Before getting sober I had always been afraid, anxious, jumpy. I also had a lifelong habit of waking up inexplicably terrified. That's probably why I had to drink so much, to tame that monstrous anxiety. I learned how to hide my angst at a young age, and I hid it well, But it was always there, haunting my days, a swift current of fear that ran through me the way I imagined blood ran through other people. As I get older and spend more time in the rooms of A.A. it is dissipating, and that is a huge relief, but I still am and probably always will be somewhat high strung. I blame this chronic anxiety on my very first memory, a memory from when I was just a baby. An event powerful enough to sear itself into my gray matter, becoming, as those things do, part of my psyche.
That first memory is so bizarre that I often wondered if it might be a dream. But I know that it’s not. It’s always been there and it’s as deep and profound as any memory I have.
I am a baby and I’m in a crib in a very dark room. Something has jolted me awake quite suddenly. I feel as if I have been lifted and then very gently dropped, a curious sensation but not unpleasant. There is another baby in here with me. We are in what must have passed for twin cribs in those days - a large square double size crib with a divider in the middle, making one crib for two babies. The other baby in the crib is my twin brother, but of course I don’t know that yet. All I know is that he is sitting up in that adorable way that babies do and crying. I want to comfort him. I wonder what is happening. I crawl to the divider and stand, holding myself up with both hands on the railing. My legs feel weak, shaky, unstable. I’m not scared, just curious, and I have this overwhelming desire to soothe the other baby. The room is dark, my brother is crying. Suddenly a shaft of warm yellow light streams into the room, bright and welcome. Help is on its way. I turn toward the light, the door is opening, and that’s it.

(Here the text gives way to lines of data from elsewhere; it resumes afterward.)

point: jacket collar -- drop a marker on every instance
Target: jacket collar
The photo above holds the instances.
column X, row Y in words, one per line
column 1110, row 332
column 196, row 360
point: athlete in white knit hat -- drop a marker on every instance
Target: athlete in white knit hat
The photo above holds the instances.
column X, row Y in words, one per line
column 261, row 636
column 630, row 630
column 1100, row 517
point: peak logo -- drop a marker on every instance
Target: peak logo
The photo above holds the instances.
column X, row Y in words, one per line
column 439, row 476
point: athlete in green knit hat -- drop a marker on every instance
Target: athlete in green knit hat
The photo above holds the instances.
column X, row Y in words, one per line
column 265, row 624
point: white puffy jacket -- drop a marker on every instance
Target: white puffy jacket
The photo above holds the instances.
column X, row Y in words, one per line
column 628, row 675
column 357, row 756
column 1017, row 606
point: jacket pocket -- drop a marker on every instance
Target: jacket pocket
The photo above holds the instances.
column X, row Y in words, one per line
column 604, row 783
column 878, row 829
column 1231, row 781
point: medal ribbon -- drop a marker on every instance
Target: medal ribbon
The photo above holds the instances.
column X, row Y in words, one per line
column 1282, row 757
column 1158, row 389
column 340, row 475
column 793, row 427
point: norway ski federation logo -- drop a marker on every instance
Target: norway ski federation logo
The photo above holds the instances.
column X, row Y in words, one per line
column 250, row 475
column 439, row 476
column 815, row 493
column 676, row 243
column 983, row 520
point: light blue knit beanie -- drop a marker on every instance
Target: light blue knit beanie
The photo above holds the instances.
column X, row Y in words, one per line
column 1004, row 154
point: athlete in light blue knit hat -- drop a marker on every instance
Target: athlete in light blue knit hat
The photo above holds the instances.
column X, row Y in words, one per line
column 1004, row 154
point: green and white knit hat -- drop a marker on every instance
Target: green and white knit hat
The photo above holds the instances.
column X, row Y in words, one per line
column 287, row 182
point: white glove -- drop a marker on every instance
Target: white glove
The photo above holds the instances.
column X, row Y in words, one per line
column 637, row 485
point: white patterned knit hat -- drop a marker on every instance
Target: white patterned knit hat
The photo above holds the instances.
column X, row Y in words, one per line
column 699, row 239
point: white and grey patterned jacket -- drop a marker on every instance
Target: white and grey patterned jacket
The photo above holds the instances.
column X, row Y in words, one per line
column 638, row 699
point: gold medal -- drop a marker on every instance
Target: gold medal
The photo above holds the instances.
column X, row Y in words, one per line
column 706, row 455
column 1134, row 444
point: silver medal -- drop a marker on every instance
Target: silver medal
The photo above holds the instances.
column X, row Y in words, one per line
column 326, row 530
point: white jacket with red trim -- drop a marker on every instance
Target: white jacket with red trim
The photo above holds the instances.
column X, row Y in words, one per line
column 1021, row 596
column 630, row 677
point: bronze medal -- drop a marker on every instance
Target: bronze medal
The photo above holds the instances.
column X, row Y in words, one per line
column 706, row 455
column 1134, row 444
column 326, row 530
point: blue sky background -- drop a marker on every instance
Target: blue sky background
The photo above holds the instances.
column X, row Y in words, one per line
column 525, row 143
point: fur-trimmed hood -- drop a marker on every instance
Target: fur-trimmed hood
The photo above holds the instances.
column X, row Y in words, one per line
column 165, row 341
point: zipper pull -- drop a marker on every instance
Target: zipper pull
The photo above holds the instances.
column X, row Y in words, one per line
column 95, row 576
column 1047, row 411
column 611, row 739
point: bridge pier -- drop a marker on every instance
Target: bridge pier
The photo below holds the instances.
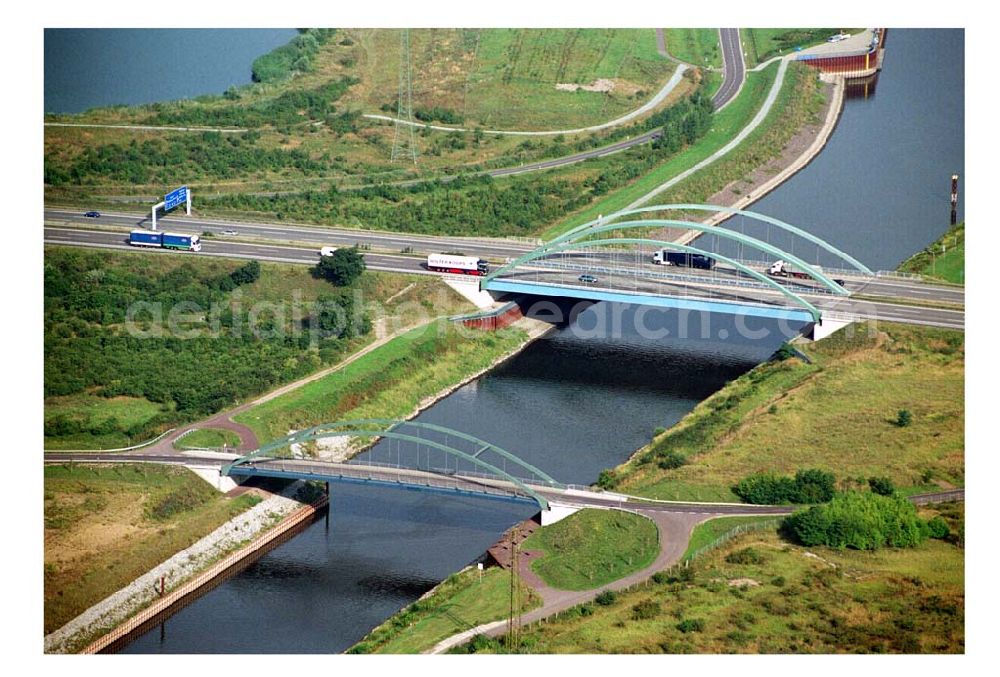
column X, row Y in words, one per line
column 820, row 330
column 555, row 513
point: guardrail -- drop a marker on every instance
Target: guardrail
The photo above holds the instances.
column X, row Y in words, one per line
column 651, row 274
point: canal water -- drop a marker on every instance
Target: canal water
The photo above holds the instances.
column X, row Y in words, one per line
column 89, row 67
column 880, row 190
column 578, row 400
column 581, row 399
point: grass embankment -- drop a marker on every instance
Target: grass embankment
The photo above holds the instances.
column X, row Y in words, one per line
column 759, row 594
column 106, row 526
column 208, row 438
column 726, row 125
column 698, row 46
column 593, row 547
column 389, row 382
column 108, row 389
column 462, row 601
column 838, row 414
column 307, row 131
column 710, row 532
column 943, row 260
column 763, row 43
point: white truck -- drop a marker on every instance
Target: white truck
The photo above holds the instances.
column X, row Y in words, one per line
column 457, row 265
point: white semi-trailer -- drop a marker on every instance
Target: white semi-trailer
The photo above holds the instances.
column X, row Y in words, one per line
column 458, row 265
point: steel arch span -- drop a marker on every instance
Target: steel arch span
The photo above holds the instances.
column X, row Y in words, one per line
column 388, row 428
column 575, row 233
column 813, row 310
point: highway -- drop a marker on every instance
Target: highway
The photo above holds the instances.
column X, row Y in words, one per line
column 318, row 235
column 655, row 281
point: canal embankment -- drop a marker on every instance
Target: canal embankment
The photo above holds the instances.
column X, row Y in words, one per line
column 154, row 593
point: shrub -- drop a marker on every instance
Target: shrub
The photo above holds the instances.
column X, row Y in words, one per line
column 746, row 556
column 606, row 598
column 882, row 486
column 607, row 479
column 691, row 625
column 904, row 418
column 645, row 610
column 672, row 460
column 808, row 486
column 863, row 521
column 938, row 528
column 342, row 268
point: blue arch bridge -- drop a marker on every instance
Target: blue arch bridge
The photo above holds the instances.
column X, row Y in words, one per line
column 659, row 256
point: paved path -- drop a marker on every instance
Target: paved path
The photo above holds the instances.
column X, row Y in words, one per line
column 734, row 68
column 772, row 95
column 648, row 106
column 152, row 128
column 248, row 440
column 674, row 530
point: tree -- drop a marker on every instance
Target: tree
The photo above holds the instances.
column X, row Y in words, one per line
column 862, row 521
column 882, row 486
column 342, row 268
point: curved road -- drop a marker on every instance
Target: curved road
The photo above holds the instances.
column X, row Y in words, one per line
column 733, row 66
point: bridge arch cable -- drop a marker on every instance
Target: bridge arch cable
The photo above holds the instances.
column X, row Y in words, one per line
column 559, row 244
column 537, row 254
column 387, row 428
column 756, row 216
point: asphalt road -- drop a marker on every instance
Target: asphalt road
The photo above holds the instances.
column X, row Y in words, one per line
column 577, row 497
column 733, row 67
column 320, row 235
column 414, row 264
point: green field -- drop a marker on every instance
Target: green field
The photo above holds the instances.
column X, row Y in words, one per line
column 698, row 46
column 593, row 547
column 502, row 78
column 107, row 525
column 91, row 411
column 463, row 601
column 837, row 414
column 208, row 438
column 710, row 532
column 105, row 385
column 790, row 601
column 388, row 382
column 943, row 260
column 726, row 125
column 764, row 43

I don’t have another clear memory until age four when I am playing on some swings and loving the feeling of weightlessness and the cool air rushing past my face and through my wispy floating hair.
But that first memory has always been with me and I recently asked my mother about it. She told me, to my great surprise, that my memory was most likely the earthquake. A small earthquake that rattled Scarsdale, New York (of all places) in 1968. My mother had been downstairs in the kitchen with my older sister when the cups started to rattle and slide across their shelf. “Did you know what it was?” I asked her. “No. Of course not. Earthquakes in Westchester? Whoever heard of such a thing?” “Well what did you do?” I asked. “I made sure your sister was safe and then I ran upstairs to check on you and your brother, but it had stopped. I never felt another one. It was so strange. Why do you ask?” she wondered. “Because I think that is my very first memory” I told her. “Light coming into the room the night of the earthquake. It’s so clear to me” I told her, “like it was yesterday.”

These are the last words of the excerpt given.